Oh yes, these new Macedon Ranges wines from Balgownie Estate are special. So special that when I cracked the Pinot, in particular, I had to email winemaker Tony Winspear to find out more. A fact-finding mission to understand the specialness – particularly about how the flavour intensity in the Pinot was achieved at 12% alcohol. Here’s Tony:
“The Macedon fruit comes from the Cleveland Winery vineyard just outside Lancefield. Tricky site with 70% of the vineyard exposed to cold southerlies and the usual issues with rain and cold making harvest in April an adventure.

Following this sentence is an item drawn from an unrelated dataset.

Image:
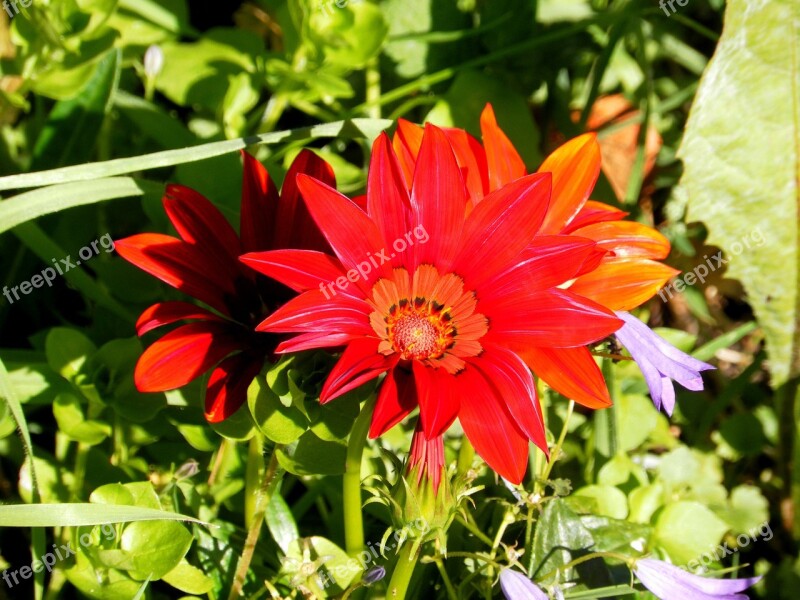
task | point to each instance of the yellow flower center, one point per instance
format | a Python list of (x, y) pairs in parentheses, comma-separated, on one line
[(427, 317)]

Should we pick or should we hold off for another little bit of ripeness is always the question?
Fortunately, the fruit is ripe at lower Baumes which is quite exciting – good flavour at lower alcohol is something to savour. It has been great to follow a minimalist approach to these wines. BTW the size of the feet engaged in the pigeage was a size 5 womens. So obviously we have a great advantage with gentle extraction.”
Combine that context with some sympathetic winemaking and you have two very limited, very fine (and likely cellar-door-only) Victorian wines.
Balgownie Macedon Ranges Pinot Noir 2019
90 cases produced. Wild ferment, no additions bar a little sulphur, no fining of filtration, just perfection. Perfectly ripe raspberry fruit is unmistakable – you almost feel like there should be raspberry skins in there. Delightful. The palate is so airy too – there is spaces between fruit and acidity, with a real limpid freshness. Graceful, yet not unripe red fruits, definitely some acidity to tighten things up, then this finessed finish. Top gold stuff. And 12% alcohol! I thought that was a typo. 13.5% was my guess. Just wow.
Balgownie Macedon Ranges Pinot Noir 2019. Best drinking: now and over the next 3-5 years for the freshness factor. 18.7/20, 95/100. 12%, $50. Would I buy it? Absolutely.
Balgownie Macedon Ranges Chardonnay 2019
Wild ferment, 10 months in barrel. I enjoy wines like this so much. Worked, yet ultimately reserved style, the creamy layers of oak, and funk underpinned by a palate of coiled power, all nutty figs, custard and then stern, yet not hard, grapefruit acidity. Quite a complete package. I kept thinking that this style reminds me so much of the great Curly Flat wines, which makes sense given the vineyard. There’s this wonderful cohesion of flavour and acidity, all still restrained yet not unripe. Arguably it just needs another year really, but such a top wine. Indeed my score may look conservative next year. This is very much the ‘wines I like to drink’ zone.
Balgownie Macedon Ranges Chardonnay 2019. Best drinking: later this year or early next and then for at least eight years. 18.7/20, 95/100. 13%, $50. Would I buy it? Heck yes.